I collaborated with the Manta Trust - a UK-registered charity specialising in the conservation of manta and devil rays - to launch a targeted media campaign, dubbed Love Mini Mantas. The aim of the campaign was simple - to ensure the devil ray proposal was successful at the upcoming CITES conference. To achieve this goal we decided the primary objective was to create an underwater 360 VR film, to specifically show to the voting politicians and ministers attending CITES. It was apparent that many delegates were not divers, would likely have never heard of a devil ray before, and would have their attention frequently diverted during the conference towards proposals for better known species like rhinos and elephants. By taking them on a virtual dive with these animals, the hope was that the film would engage the delegates with the devil ray proposal in a novel and interactive way, and perhaps even sway their government into voting in favour of their protection.
With support from various partners, we shot and edited The Mini Mantas of Maria (TMMoM) in the Azores in August 2016. In the film, viewers joined marine biologist Ana Sobral as she told the story of her love of Santa Maria Island, and her desire to save the elusive Chilean devil rays that visit its underwater seamounts.

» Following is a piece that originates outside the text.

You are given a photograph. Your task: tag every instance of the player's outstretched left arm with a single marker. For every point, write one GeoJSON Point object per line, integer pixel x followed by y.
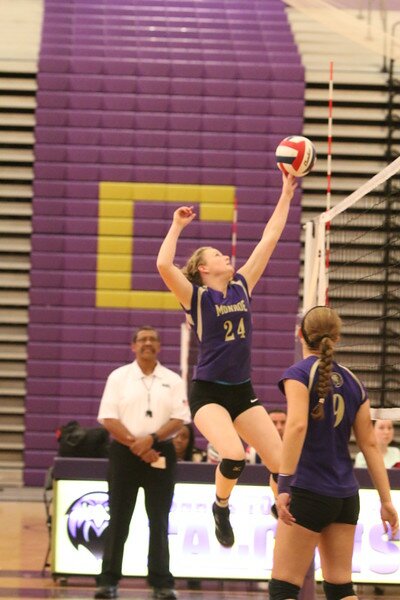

In the week leading up to the vote on the devil ray proposal, the TMMoM was played at the CITES conference via way of a booth and several Samsung GearVR headsets. Over 350 delegates came to watch the film, including 130 key decision makers from 56 of the 152 attending nations.
Devil rays successfully gained CITES protection on 4th October 2016. Various officials and delegates themselves confirmed that the film had swung the decision of at least several nations, that were previously sat on the fence about their voting position. As species must gain a 2/3 majority to gain protection at CITES, proposals are often won or lost by less than a dozen votes. It became clear that the 360 VR film helped deliver the final push that the devil ray proposal needed to cross the political finishing line.